I also thought a lot about how I would present work that represents who and where I was at the time (all musicians deal with this). In some ways my musical interests are quite disparate, encompassing bebop, swing and modal jazz, at the same time as harmony and no harmony. I once asked Julian Siegel for advice about this and he just said: “I look forward to hearing how you work it out!” This CD is me working it out and another case of focussing on the process as opposed to being unhealthily fixed on an single or perfect outcome. I feel it is OK and valid, because the intention is consistent and a lot of music happens.

LJN: What has the experience preparing the album taught you about yourself/band-leading/the business/how you teach?

SP: I am continuing to learn a lot from the process. Recording was intense. I am so unused to it that at first I felt paralysed, but after a day I gave in to the process and by the third day was actually enjoying it. I experienced the profound realisation that attention is more valuable than effort. This is very Zen, easy to say and hard to do, but I learnt about how to focus and in that process, let go of pressure (some of the time). As a band-leader, as I said above, I wanted to get out of the way and let these guys sound good, which is not dissimilar as its all about control. One has to learn to let go of one’s tunes and let folk play, for them to contribute, suggest revisions and so on. You are doing something right if they forget that they are playing your music.

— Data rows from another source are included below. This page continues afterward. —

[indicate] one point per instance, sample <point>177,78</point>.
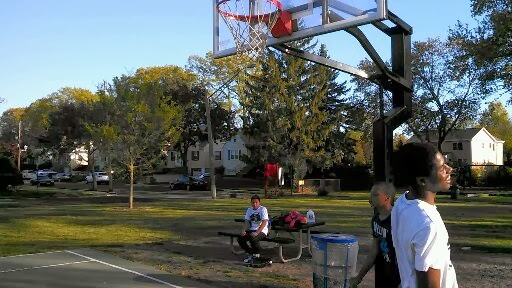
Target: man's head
<point>255,202</point>
<point>422,167</point>
<point>382,195</point>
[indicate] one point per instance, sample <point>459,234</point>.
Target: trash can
<point>334,260</point>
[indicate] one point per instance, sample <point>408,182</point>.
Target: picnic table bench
<point>296,237</point>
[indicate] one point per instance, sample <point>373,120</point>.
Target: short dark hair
<point>413,160</point>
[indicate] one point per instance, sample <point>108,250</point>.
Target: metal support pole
<point>19,146</point>
<point>213,187</point>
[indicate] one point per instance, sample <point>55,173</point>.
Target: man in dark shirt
<point>382,253</point>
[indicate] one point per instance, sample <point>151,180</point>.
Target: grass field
<point>46,224</point>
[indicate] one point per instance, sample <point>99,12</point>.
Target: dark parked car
<point>188,183</point>
<point>42,180</point>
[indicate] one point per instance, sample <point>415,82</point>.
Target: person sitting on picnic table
<point>255,229</point>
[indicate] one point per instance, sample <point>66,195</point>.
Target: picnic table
<point>296,237</point>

Regarding my teaching… The process affirmed much of what I believe about education, especially the importance of a constructive personal psychology and mindful and flexible approach to practice. At times in my preparation I had become too fixed on outcomes and of course, things evolve so that I had to review my practice as I went along. A valuable reminder.

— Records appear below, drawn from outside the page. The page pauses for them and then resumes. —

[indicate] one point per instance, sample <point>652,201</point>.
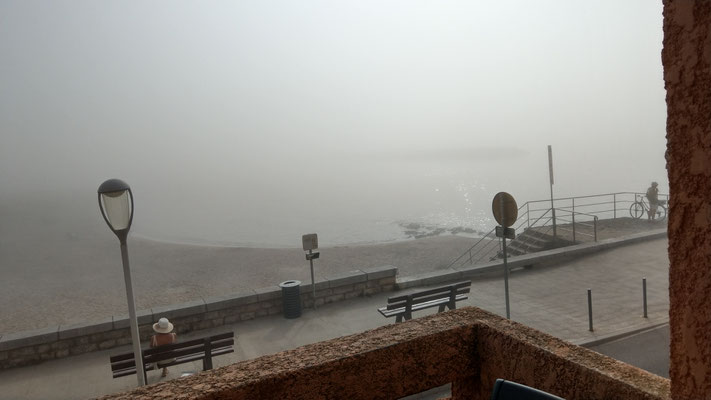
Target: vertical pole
<point>506,279</point>
<point>133,321</point>
<point>550,171</point>
<point>528,215</point>
<point>506,265</point>
<point>313,282</point>
<point>590,309</point>
<point>644,295</point>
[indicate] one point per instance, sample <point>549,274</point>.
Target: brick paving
<point>552,299</point>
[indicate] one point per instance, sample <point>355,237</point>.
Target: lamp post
<point>116,205</point>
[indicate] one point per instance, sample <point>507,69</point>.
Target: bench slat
<point>193,342</point>
<point>430,291</point>
<point>183,360</point>
<point>192,350</point>
<point>440,295</point>
<point>419,306</point>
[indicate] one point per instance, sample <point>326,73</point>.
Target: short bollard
<point>291,298</point>
<point>590,308</point>
<point>644,295</point>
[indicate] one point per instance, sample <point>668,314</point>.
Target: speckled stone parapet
<point>687,76</point>
<point>468,347</point>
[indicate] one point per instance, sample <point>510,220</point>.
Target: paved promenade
<point>552,299</point>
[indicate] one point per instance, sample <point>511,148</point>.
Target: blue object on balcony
<point>507,390</point>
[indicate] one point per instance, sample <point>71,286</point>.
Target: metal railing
<point>576,219</point>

The process as a whole and now having a product also deepened my concern about how we engage with audiences and the role of media. I feel my age and am deeply concerned that I am likely to be playing this music to a declining audience of people, many of whom are older than me. Then as an educator I am always considering how we prepare young musicians for a lifetime in music and students’ relationship with communities of listeners. I don’t subscribe to the idea of giving up playing jazz or music informed by tradition and I firmly oppose the bizarre but ubiquitous fashion of avoiding genre. However, there is much to be gained from collaborating with new and young artists across all the art-forms. Truth be told, I empathise deeply with my students as they search for a place for themselves as highly skilled but perhaps misunderstood music-makers. I face many of the same challenges as my students. I am looking for answers and want to contribute to solutions.

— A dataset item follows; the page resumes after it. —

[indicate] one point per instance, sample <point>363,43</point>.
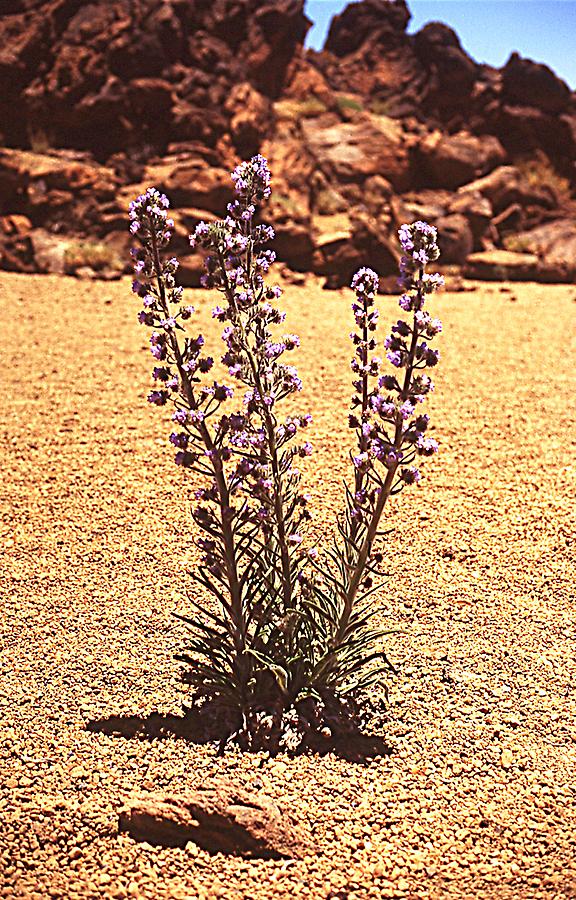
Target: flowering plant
<point>287,643</point>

As a result I am already thinking about collaboration with younger musicians, sound designers and visual artists and recognise that I have a lot to learn about engaging with younger audiences (i.e. under 35). It would be great to create a DVD featuring 2 or 3 versions of similar forms/materials in collaboration with a sound designer and video animators.

There are a lot of choices now that I am back in the arena. I will investigate some new things (perhaps a trio with Liane and Julian) but I am also committed to developing this wonderful band and continue to be enriched by my friends.

LJN: Has the volleyball suffered?

Yes! Mind you the band features 3 multi-medal-winning members of the Newham Jazz Volleyball Club. That is a whole other story.